The majority of patients report improved shoulder strength and less pain after surgery for a torn rotator cuff. Each surgical repair technique (open, mini-open, and arthroscopic) has similar results in terms of pain relief, improvement in strength and function, and patient satisfaction.
After rotator cuff surgery, a small percentage of patients experience complications. In addition to the risks of surgery in general, such as blood loss or problems related to anesthesia, complications of rotator cuff surgery may include:
  • Nerve injury. This typically involves the nerve that activates your shoulder muscle (deltoid).
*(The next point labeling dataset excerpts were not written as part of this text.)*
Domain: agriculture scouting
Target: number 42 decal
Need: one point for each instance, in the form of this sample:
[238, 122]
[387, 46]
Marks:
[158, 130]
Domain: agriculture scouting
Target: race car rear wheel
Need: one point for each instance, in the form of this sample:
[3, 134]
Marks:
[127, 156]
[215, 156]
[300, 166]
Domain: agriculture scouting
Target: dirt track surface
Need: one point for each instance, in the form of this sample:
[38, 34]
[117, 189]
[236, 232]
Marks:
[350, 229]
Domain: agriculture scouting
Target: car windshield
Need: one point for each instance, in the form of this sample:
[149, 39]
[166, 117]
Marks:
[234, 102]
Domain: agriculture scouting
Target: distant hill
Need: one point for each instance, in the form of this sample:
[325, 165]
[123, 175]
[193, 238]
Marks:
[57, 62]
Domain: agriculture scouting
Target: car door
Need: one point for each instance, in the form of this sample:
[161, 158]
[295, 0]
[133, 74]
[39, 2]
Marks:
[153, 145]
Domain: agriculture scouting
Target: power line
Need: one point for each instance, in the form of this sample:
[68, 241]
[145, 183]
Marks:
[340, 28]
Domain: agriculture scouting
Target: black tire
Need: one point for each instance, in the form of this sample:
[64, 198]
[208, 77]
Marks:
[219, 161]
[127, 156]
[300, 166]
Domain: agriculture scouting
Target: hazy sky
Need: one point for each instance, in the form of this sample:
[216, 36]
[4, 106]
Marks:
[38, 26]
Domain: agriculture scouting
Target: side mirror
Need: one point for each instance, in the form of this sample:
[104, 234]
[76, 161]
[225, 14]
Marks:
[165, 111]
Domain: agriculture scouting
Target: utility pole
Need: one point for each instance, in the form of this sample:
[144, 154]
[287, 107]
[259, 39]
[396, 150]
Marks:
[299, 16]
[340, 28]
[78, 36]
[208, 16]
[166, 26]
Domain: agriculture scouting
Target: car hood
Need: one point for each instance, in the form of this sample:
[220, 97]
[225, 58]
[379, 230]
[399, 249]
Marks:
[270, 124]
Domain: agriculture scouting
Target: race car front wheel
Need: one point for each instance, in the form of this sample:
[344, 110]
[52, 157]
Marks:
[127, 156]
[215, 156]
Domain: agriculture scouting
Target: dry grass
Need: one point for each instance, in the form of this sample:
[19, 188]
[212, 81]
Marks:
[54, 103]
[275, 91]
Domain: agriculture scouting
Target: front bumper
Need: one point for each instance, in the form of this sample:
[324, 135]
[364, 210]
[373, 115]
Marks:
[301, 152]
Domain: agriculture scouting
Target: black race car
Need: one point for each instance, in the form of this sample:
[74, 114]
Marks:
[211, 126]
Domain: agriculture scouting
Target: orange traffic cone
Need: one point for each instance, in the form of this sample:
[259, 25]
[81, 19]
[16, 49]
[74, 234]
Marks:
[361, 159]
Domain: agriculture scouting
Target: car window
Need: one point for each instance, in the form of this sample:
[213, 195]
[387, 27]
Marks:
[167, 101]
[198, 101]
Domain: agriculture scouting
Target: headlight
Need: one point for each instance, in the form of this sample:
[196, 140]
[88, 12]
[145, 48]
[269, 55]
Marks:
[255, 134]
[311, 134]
  • Infection. Patients are given antibiotics during the procedure to lessen the risk of infection. 
  • Deltoid detachment. During an open repair, this shoulder muscle is detached to provide better access to the rotator cuff. It is stitched back into place at the end of the procedure. It is very important to protect this area after surgery and during rehabilitation to allow it to heal.
  • Stiffness. Early rehabilitation lessens the likelihood of permanent stiffness or loss of motion.
  • Tendon re-tear. There is a chance for re-tear following all types of repairs. The larger the tear, the higher the risk of re-tear. Repeat surgery is needed only if there is severe pain or loss of function.